The one feature which may not be obvious yet is the ability for workers to
mark a job successfully completed or failed with a result and then retrieve it
later. The workflow looks like this:

* Client A: Backgrounds a Job A

* Client A: Backgrounds a Job B

* Client A: Backgrounds a Job C

\----

* Worker A: Picks up Job A + Completes

* Worker B: Picks up Job B + Completes

* Worker C: Picks up Job C + Completes

\----

* Client A: Picks up the result for Job A,B,C.

This allows a single client to concurrently process multiple jobs within a
single process and retrieve its result. This is what I like to call "Gearman
mode"[0], as it was modeled after that project also. Useful in languages that
do not have well defined concurrency. This is a niche use case and may not be
needed by everyone, but very useful as soon as you need it. This will become
more obvious when I have clients for these languages.

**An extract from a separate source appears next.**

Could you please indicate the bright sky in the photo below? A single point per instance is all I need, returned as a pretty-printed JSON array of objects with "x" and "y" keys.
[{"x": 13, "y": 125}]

Lastly there are some subtle enhancements such as retry support and
synchronous processing (submit and wait for result).

Thanks for the great question. This is a very popular question and I will FAQ
it.

[0] [http://gearman.org](http://gearman.org)

------
deforciant
thanks, currently working on one hobby project and skipped job queue part
because I thought I will need some more consideration :) Now it looks like
this could fill that gap. Regarding persistence - how about adding
[https://github.com/docker/libkv](https://github.com/docker/libkv) ? For
single node - BoltDB backend is more than enough and once you want to go
distributed - just switch to Consul/Etcd.

------
hendler
related: go message queue at [http://nsq.io/](http://nsq.io/)

------
tbarbugli
Why did you decide to build the queuing/messaging part? There are plenty of
solid options out there (eg. RabbitMQ)

------
sfrailsdev
Hmm...are we at the point now where someone is going to reimplement the redis
server in Go?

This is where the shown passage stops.